Petrol landing cost at N1,117 pressures NNPC’s ‘secret’ subsidy
Rising landing costs for petrol are set to send the Nigerian National Petroleum Company (NNPC) ‘secret’ subsidy bill rocketing, threatening to exacerbate the already precarious economic situation of Africa’s largest oil producer, BusinessDay’s findings have revealed.
At the black-market rate of N1,610 per dollar, findings showed the landing cost of petrol, which includes the product’s international price, shipping, insurance, and other charges, increased to N1,117/litre from N720/litre in October 2023.
This means that the bill for subsidies, which has been kept under wraps, will jump, piling pressure on the national oil company’s finances.
The Nigerian government projects N5.4 trillion in 2024 for petrol subsidies as against N3.6 trillion budgeted for the same intervention in 2023, Wale Edun, finance minister, said recently.
But with the landing cost rising to N1,117/ litre, the subsidy payment could further rise, gnawing Nigeria’s finances via the NNPC.
“Lack of transparency in the pricing and importation process has led to significant revenue leakages and potential hidden subsidies,” Bello Rabiu, independent consultant and former NNPC’s chief operating officer for upstream, said at a virtual event.

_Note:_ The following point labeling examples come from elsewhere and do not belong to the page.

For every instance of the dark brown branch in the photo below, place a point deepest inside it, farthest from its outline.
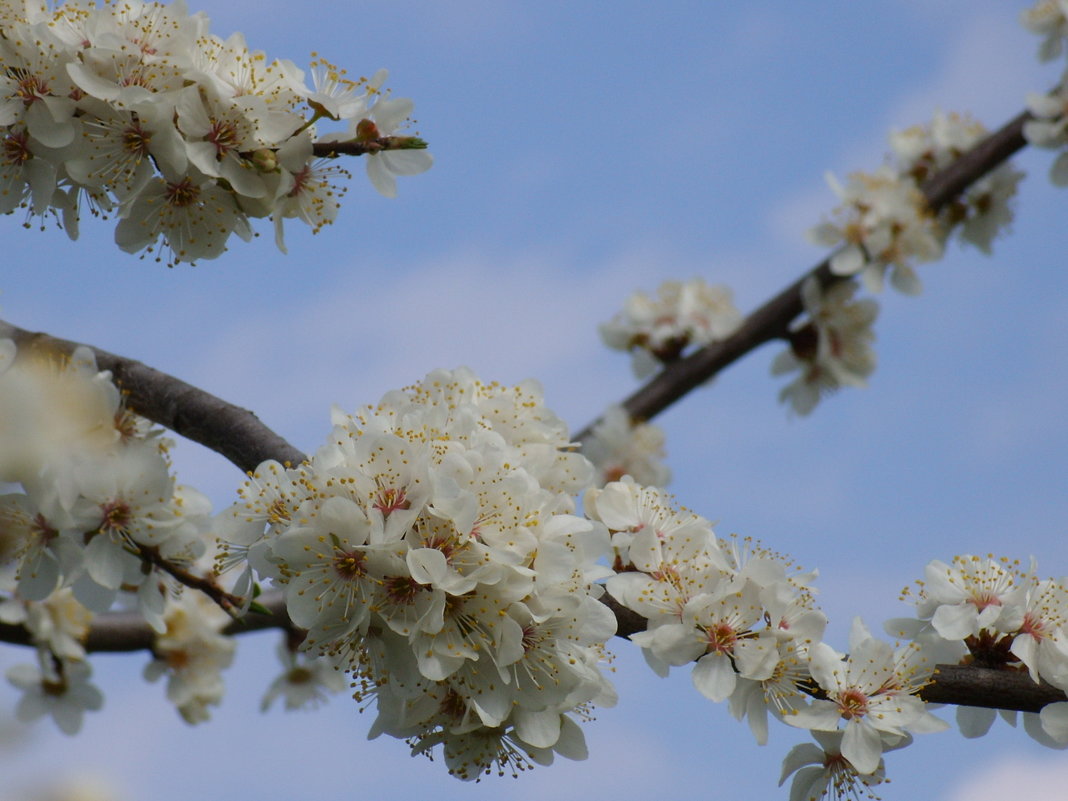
(235, 433)
(362, 147)
(207, 584)
(238, 435)
(772, 320)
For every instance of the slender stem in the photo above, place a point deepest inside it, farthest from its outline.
(772, 320)
(231, 430)
(239, 436)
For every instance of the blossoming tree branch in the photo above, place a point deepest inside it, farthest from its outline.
(430, 558)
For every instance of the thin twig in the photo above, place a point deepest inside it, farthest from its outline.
(239, 436)
(772, 320)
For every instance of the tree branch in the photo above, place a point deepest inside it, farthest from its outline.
(239, 436)
(228, 429)
(772, 320)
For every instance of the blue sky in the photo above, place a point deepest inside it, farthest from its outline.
(583, 154)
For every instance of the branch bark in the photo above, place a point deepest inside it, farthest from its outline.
(228, 429)
(239, 436)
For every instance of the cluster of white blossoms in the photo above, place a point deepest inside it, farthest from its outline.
(659, 330)
(1049, 19)
(830, 347)
(137, 108)
(1049, 124)
(992, 613)
(883, 222)
(745, 619)
(430, 550)
(97, 520)
(619, 446)
(884, 225)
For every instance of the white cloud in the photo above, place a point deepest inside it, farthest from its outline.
(1034, 779)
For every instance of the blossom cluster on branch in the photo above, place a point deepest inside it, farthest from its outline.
(430, 554)
(136, 108)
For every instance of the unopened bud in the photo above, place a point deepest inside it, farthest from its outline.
(265, 159)
(366, 130)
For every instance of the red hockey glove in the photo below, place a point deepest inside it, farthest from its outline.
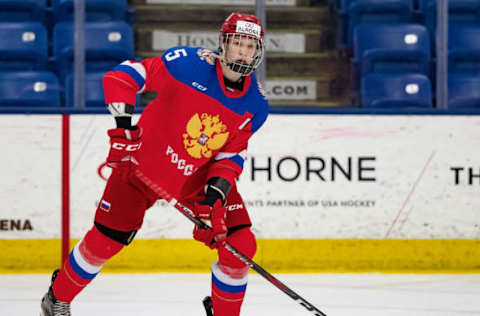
(124, 143)
(216, 214)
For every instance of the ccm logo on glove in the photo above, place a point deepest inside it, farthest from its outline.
(131, 147)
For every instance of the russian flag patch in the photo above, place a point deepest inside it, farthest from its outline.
(104, 205)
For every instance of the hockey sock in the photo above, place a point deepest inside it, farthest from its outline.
(227, 292)
(83, 264)
(230, 275)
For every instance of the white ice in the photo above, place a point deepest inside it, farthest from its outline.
(171, 294)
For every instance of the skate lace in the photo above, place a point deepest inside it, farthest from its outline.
(61, 309)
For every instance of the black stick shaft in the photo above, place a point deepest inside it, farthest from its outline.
(191, 216)
(270, 278)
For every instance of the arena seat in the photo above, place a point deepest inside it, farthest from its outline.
(396, 91)
(107, 44)
(464, 91)
(459, 11)
(464, 48)
(23, 46)
(376, 11)
(392, 48)
(95, 10)
(29, 88)
(23, 11)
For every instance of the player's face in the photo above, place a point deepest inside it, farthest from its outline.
(241, 49)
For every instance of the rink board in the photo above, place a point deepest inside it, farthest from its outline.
(283, 255)
(340, 192)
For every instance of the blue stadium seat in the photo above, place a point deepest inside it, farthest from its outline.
(22, 11)
(106, 45)
(376, 11)
(392, 48)
(396, 91)
(95, 10)
(464, 48)
(459, 11)
(94, 96)
(23, 46)
(29, 88)
(464, 91)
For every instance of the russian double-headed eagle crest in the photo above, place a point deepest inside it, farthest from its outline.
(205, 133)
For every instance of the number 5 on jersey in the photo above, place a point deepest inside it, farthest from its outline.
(175, 54)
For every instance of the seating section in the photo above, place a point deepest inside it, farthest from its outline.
(37, 49)
(106, 45)
(459, 12)
(391, 40)
(396, 91)
(29, 88)
(392, 48)
(464, 91)
(23, 46)
(464, 48)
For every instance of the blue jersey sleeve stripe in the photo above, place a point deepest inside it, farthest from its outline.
(238, 160)
(132, 73)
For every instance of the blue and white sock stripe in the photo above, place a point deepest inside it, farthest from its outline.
(134, 70)
(226, 283)
(81, 266)
(238, 158)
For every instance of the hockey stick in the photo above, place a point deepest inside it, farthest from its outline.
(191, 216)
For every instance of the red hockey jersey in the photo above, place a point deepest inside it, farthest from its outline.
(196, 125)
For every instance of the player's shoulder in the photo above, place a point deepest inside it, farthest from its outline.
(184, 56)
(259, 101)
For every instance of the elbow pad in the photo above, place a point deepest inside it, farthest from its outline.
(122, 112)
(219, 185)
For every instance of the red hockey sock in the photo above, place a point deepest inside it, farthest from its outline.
(230, 275)
(83, 264)
(227, 292)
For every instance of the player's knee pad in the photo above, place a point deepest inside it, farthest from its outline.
(244, 241)
(124, 238)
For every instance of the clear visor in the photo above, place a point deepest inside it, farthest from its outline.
(242, 53)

He noted that the market lacks a clear, competitive framework, resulting in inefficiencies and high costs.
Rabiu emphasised that PMS is the only regulated product, stressing that the regulation is essential due to its significant role in the downstream sector.
According to Rabiu, “To achieve an efficient oil and gas sector across upstream, midstream, and downstream systems, the market must be liberalised, with all refineries and pipeline works operational.”
He noted that the NNPC is running a monopoly as the only supplier, a dominant player in the sector.
Rabiu lamented that the country is still bleeding because the exact amount paid as a subsidy remains unknown.
He said, “We are yet to see the supposedly gone subsidy.”
Wumi Iledare, professor of energy economics and a senior expert in Nigeria’s oil and gas sector, said the cost of PMS in Nigeria is far below the international price, considering the price of diesel.
“The gap between the cost of diesel and petrol in Nigeria is much. It is never like that all over the world. That means something is wrong.
“I don’t know if the NNPC is paying subsidies or not, but somebody is absorbing the difference. You can call it under-recovery or subsidy, but the price of petrol today does not reflect the market cost of producing a litre of petrol,” he noted.
BusinessDay checks on Thursday showed that parallel foreign exchange market operators quoted a buy price above N1,600/$1 for holders of naira looking to buy dollars.
Platforms such as Trove, Remitly, Bamboo, and PiggyVest were selling the dollar above N1,630 as of Thursday, July 18, 2024.
Labour stalls petrol price hike
An authoritative source told BusinessDay that the fear of nationwide agitations and prolonged mass protests by the organised labour is keeping the Federal Government from allowing further increases in the pump price of PMS.
Sources said the inability of President Bola Tinubu-led government to fulfil all its promises, including the provision of CNG buses to ease transportation challenges facing Nigerians, is forcing the government to continue subsidy payment despite its famous ‘subsidy is gone’ pronouncement on May 29, 2023.
The source told BusinessDay that during last week’s meeting with members of the organised labour at the Presidential Villa, Abuja, President Tinubu pointedly told the labour delegation led by Joe Ajaero that they were ‘tying his hands’ from further petrol price increase.
The source noted that Tinubu also told the delegation that he could not yield to their N250,000 minimum wage demand because labour wouldn’t allow further pump price increase to free funds going into subsidy.
On Wednesday, Femi Soneye, chief corporate communications officer of NNPC Limited, said the NNPC Ltd has not looked back in its transparency journey, publishing every information that the public should know.
“In the face of various allegations of financial malfeasance, NNPC Ltd has always made itself available for probes or opportunities for reconciliation of figures with other agencies of government as the case may be; and, it has always been vindicated,” Soneye said in his article published on BusinessDay.
Subsidy isn’t gone
President Bola Tinubu, during his inaugural speech on May 29, 2023, declared that subsidy on petrol was gone, a declaration that was effectively implemented the next day by the NNPC.
Before Tinubu’s declaration, the pump price of petrol was below N190/litre. However, it jumped to over N500/litre after the president’s statement and moved up again to over N600/litre a few weeks later.
While the Federal Government has repeatedly denied the payment of any subsidy on petrol, a report recently submitted to President Tinubu by the finance minister, Edun, and seen by BusinessDay, showed that the government’s N5.4 trillion subsidy projection in 2024 is true.
Edun also told reporters that subsidy removal is an ongoing process, suggesting that a complete removal is not yet achieved.
“It is an ongoing conversation, it is an ongoing process of ensuring that fuel subsidy that fuel subsidy is eliminated from the Nigerian economy, that is what Mr. President intent is and that is what is being worked towards,” Edun said in an interview May.